I have some good news and bad news. Actually I have two pieces of good news. Let’s start with the good, then the bad, then finish with the good. It will be like a bad news sandwich with the best bread you’ve ever had.
Good news #1:
I got a late birthday present last week. I love presents, especially unexpected ones.
A good book is best read with dark chocolate – intense dark chocolate to be exact. The best books have chocolate thumbprints on it. I don’t feel even a little bad.
“Pilgrim’s Progress” may be competing to be one of my favorite books. It’s wonderfully written, full of creativity, imagination, and truth. I’m edified on every page.
This is a book to purchase and read with a highlighter. I hope the pages of your copy get beautifully curled and covered with chocolate thumbprints.
And the bad news:
Flip by Martyn Bedford
2 ** = Overall not recommended; there were some highlights, but nothing to write home about
I just finished a rather disappointing book. The premise was so promising and right up my alley.
One December night, 14-year-old Alex goes to bed. He wakes up to find himself in the wrong bedroom, in an unfamiliar house, in a different part of the country, and it’s the middle of June. Six months have disappeared overnight. The family at the breakfast table are total strangers.
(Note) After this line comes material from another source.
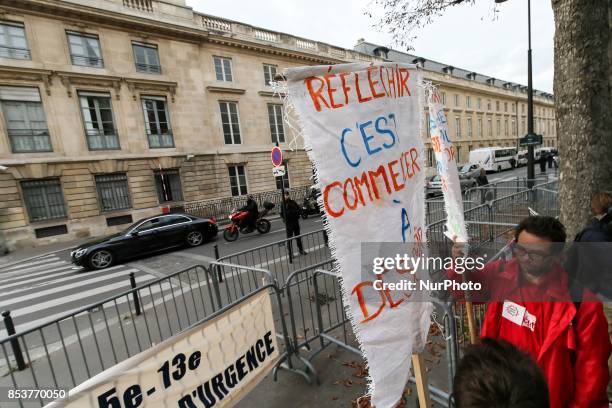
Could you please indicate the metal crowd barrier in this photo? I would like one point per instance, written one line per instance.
(67, 351)
(221, 208)
(81, 344)
(282, 257)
And when he looks in the mirror, another boy’s face stares back at him. A boy named Flip. Unless Alex finds out what’s happened and how to get back to his own life, he may be trapped forever inside a body that belongs to someone else.
Questions of identity, the will to survive, and what you’re willing to sacrifice to be alive make this extraordinary book impossible to put down.
Thank you goodreads.
“Flip” is like dark and moody “Freaky Friday,” with a lot less laughter. I didn’t hate the story or the writing. It is set in England, so there’s lots of fun vocabulary that made me feel cool, hip and cultured – always a good thing.
But, I had one problem. The book was unnecessarily full of vulgar language and inappropriate detail. Sometimes I think authors feel like they need to include this to make a story relevant to our generation. They don’t. The story was good enough on its own. The vulgarity just made me uncomfortable and leery about recommending it to anyone else.
Everyone has a different level of tolerance, and I will be the first to admit that mine is pretty low.
Because of the language issue, it made it difficult to like any of the characters too much, because everyone basically had a potty mouth. As a result, it was hard to really care about how everything turned out.
Okay, enough of that.
Good news #2:
I’m going to Nashville in the beginning of June! What does this mean? A tworeaderswriting reunion, of course. Wild. And. Crazy. Nothing says party like too bookworms getting together.
And… it will be nice to see my brother too.